WhatsApp Api Python - Esta documentação tem como objetivo exemplificar o uso do Moorse Whatsapp API na linguagem Python.

Douglas Alves 2 Jan 06, 2022
Discord-disnake - This package allows to use disnake without changing the discord namespace

This package is a shim This module allows to use disnake using discord namespace.
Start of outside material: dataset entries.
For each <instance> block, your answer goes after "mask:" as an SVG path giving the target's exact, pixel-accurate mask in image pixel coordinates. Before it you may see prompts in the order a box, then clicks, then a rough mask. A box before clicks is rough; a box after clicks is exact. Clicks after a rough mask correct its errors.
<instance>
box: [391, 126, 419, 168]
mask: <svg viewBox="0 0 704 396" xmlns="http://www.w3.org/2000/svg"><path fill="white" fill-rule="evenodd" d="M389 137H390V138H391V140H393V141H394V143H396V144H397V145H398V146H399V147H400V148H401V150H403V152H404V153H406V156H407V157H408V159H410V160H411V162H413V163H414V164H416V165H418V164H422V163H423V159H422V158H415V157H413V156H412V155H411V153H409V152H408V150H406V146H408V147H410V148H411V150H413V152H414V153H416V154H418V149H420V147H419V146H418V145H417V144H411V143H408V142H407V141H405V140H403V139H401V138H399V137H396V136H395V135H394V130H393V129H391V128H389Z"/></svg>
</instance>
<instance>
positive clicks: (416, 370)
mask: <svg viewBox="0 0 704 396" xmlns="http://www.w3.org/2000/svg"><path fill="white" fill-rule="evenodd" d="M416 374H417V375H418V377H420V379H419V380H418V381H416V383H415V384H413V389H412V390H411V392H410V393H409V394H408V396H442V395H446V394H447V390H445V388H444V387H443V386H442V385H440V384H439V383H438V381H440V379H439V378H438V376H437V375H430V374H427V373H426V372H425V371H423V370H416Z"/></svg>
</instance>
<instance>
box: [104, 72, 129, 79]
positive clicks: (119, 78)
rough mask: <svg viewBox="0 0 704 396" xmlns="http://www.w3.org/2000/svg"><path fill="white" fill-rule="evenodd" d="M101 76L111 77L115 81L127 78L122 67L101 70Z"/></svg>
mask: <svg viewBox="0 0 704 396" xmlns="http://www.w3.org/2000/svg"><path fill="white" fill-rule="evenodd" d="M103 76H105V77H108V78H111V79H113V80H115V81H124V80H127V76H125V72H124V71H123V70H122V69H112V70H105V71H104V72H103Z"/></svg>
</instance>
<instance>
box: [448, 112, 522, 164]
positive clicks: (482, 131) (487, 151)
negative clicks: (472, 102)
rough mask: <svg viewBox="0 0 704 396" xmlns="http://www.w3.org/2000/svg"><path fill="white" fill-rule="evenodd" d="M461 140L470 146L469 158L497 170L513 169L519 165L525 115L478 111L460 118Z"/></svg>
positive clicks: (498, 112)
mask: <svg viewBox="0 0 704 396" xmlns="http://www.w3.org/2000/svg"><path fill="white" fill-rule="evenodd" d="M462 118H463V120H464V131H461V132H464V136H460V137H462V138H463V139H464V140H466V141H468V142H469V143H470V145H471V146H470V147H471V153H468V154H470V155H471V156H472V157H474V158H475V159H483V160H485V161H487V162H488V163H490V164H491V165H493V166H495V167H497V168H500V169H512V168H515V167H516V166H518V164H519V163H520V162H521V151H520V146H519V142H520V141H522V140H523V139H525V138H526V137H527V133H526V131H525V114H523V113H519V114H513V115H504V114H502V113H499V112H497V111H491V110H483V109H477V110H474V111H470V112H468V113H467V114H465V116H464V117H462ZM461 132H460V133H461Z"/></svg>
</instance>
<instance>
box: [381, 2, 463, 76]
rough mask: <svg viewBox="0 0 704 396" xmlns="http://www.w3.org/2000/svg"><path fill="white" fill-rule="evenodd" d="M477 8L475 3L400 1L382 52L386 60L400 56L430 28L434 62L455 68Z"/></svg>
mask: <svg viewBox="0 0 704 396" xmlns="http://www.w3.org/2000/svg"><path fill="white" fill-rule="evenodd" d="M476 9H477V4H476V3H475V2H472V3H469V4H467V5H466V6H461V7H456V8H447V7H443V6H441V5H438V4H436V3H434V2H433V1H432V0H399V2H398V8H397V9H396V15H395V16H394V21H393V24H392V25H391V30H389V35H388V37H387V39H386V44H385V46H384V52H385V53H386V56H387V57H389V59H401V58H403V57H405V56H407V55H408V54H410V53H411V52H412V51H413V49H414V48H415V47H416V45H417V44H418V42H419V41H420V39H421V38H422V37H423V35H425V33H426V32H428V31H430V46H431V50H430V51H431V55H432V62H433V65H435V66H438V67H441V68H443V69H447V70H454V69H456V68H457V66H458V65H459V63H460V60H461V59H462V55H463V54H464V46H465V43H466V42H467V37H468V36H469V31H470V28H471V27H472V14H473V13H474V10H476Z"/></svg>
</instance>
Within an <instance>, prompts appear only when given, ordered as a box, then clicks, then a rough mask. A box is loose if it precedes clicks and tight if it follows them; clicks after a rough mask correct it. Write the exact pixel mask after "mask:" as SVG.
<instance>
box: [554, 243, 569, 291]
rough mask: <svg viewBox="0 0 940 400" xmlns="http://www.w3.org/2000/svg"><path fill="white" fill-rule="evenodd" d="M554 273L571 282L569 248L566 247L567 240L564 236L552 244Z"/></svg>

This is not an independent library. Installing Python 3.8 or higher

5 Dec 13, 2022
Der Dischkort Bot für Andiismus

AndreOS Der Dischkort Bot für Andiismus Wichtigger Bot für den hauseigenen Discord-Server Indoktrinationsmechanismusleitungsprogramm der andiistischen

Leon Bartle 3 Jan 13, 2022
ARKHAM X GOD MULTISPAM BOT

ARKHAM-X-GOD-MULTISPAM-BOT 𝗗𝗘𝗣𝗟𝗢𝗬 𝗨𝗣𝗧𝗢 30 𝗕𝗢𝗧𝗦 𝗜𝗡 𝗔 𝗦𝗜𝗡𝗚𝗟?

ArkhamXGod 2 Jan 08, 2022
GUI Pancakeswap2 and Uniswap3 trading client (and bot)
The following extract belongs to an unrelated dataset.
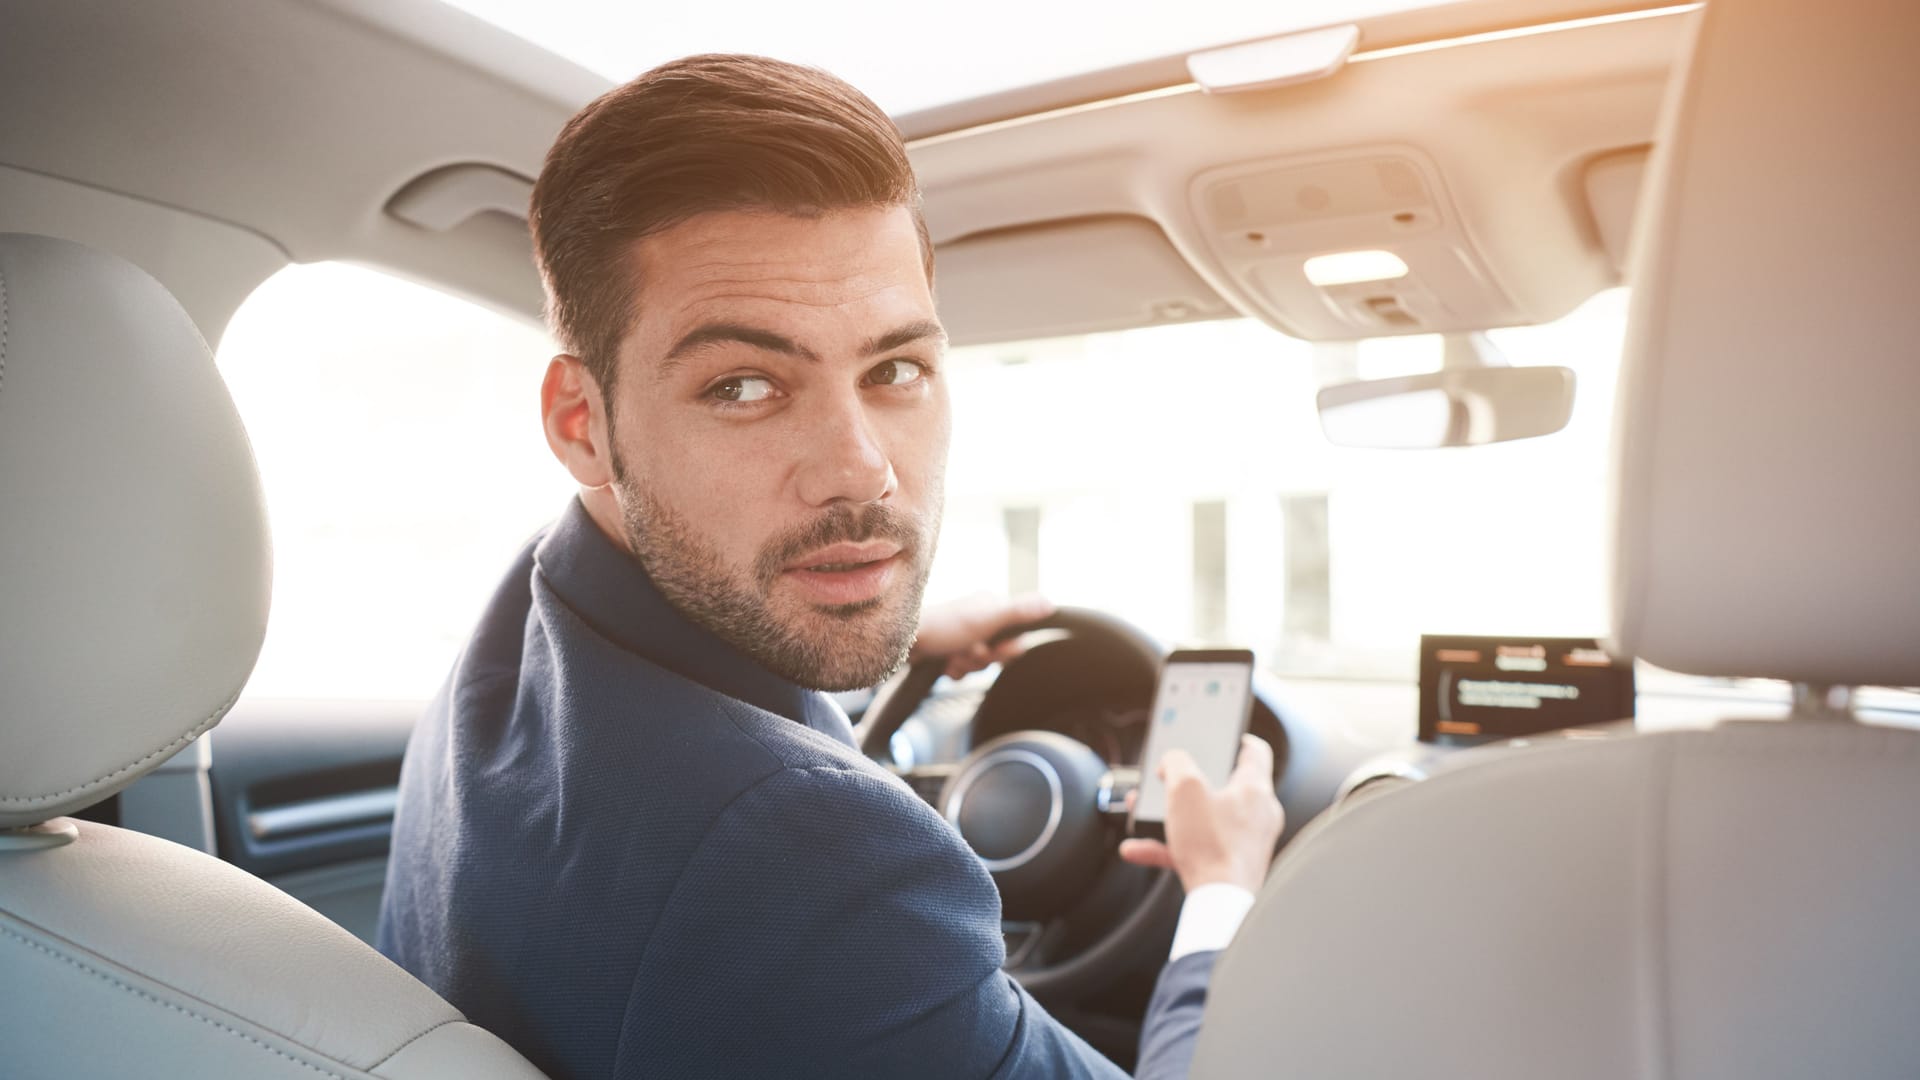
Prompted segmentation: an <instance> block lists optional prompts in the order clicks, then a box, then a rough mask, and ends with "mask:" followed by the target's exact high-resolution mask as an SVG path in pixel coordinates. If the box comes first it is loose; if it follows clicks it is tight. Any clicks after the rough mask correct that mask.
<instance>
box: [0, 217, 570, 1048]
mask: <svg viewBox="0 0 1920 1080" xmlns="http://www.w3.org/2000/svg"><path fill="white" fill-rule="evenodd" d="M269 584H271V565H269V546H267V523H265V513H263V503H261V492H259V480H257V477H255V473H253V457H252V450H250V448H248V440H246V432H244V430H242V427H240V417H238V415H236V413H234V405H232V402H230V400H228V396H227V388H225V386H223V382H221V379H219V375H217V373H215V369H213V357H211V356H209V354H207V346H205V344H204V342H202V338H200V334H198V331H196V329H194V325H192V321H190V319H188V315H186V311H182V309H180V306H179V304H175V300H173V298H171V296H169V294H167V290H165V288H161V284H159V282H156V281H154V279H152V277H148V275H146V273H142V271H138V269H136V267H132V265H131V263H127V261H123V259H119V258H115V256H108V254H102V252H94V250H88V248H83V246H79V244H71V242H65V240H52V238H46V236H25V234H0V1074H4V1076H8V1078H10V1080H38V1078H48V1080H54V1078H58V1080H84V1078H113V1080H121V1078H127V1076H196V1078H227V1076H246V1078H271V1076H286V1078H301V1080H313V1078H315V1076H324V1078H334V1080H344V1078H371V1076H380V1078H388V1080H426V1078H455V1076H459V1078H467V1076H476V1078H538V1076H540V1072H538V1070H534V1067H530V1065H528V1063H526V1061H524V1059H522V1057H520V1055H516V1053H515V1051H513V1049H509V1047H507V1043H503V1042H499V1040H497V1038H495V1036H492V1034H488V1032H484V1030H480V1028H476V1026H472V1024H467V1022H465V1020H463V1017H461V1015H459V1013H457V1011H455V1009H453V1007H451V1005H447V1003H445V1001H442V999H440V997H436V995H434V994H432V992H430V990H426V988H424V986H422V984H419V982H415V980H413V978H411V976H409V974H407V972H403V970H399V969H397V967H394V965H392V963H388V961H386V959H384V957H380V955H378V953H374V951H372V949H371V947H367V945H365V944H361V942H359V940H355V938H353V936H351V934H348V932H346V930H342V928H340V926H334V924H332V922H328V920H326V919H323V917H321V915H317V913H315V911H311V909H307V907H303V905H301V903H298V901H294V899H292V897H288V896H284V894H280V892H278V890H275V888H273V886H269V884H265V882H261V880H257V878H253V876H252V874H246V872H244V871H238V869H234V867H228V865H227V863H221V861H219V859H213V857H211V855H205V853H200V851H192V849H188V847H182V846H179V844H171V842H167V840H156V838H152V836H144V834H138V832H129V830H121V828H111V826H106V824H94V822H86V821H73V819H71V817H63V815H71V813H77V811H81V809H84V807H88V805H92V803H98V801H102V799H106V798H109V796H113V794H115V792H119V790H121V788H125V786H127V784H131V782H132V780H136V778H138V776H140V774H144V773H148V771H152V769H154V767H157V765H159V763H161V761H165V759H167V757H169V755H171V753H175V751H179V749H180V748H184V746H186V744H190V742H192V740H194V738H198V736H200V734H202V732H205V730H207V728H211V726H213V724H217V723H219V719H221V715H223V713H225V711H227V707H228V705H232V701H234V698H236V696H238V694H240V688H242V684H244V682H246V678H248V675H250V671H252V667H253V659H255V653H257V651H259V644H261V636H263V632H265V626H267V598H269Z"/></svg>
GUI Pancakeswap2 and Uniswap3 trading client (and bot) (MOST ADVANCE TRADING BOT SUPPORT WINDOWS LINUX MAC) (AUTO BUY TOKEN ON LUNCH AFTER ADD LIQUIDI

16 Dec 23, 2021
A tool for extracting plain text from Wikipedia dumps

WikiExtractor WikiExtractor.py is a Python script that extracts and cleans text from a Wikipedia database dump. The tool is written in Python and requ

Giuseppe Attardi 3.2k Dec 31, 2022
Модуль для создания скриптов для ВКонтакте | vk.com API wrapper

vk_api vk_api – Python модуль для создания скриптов для ВКонтакте (vk.com API wrapper) Документация Примеры Чат в Telegram Документация по методам API

Kirill 1.2k Jan 04, 2023
A simple telegram Bot, Upload Media File| video To telegram using the direct download link. (youtube, Mediafire, google drive, mega drive, etc)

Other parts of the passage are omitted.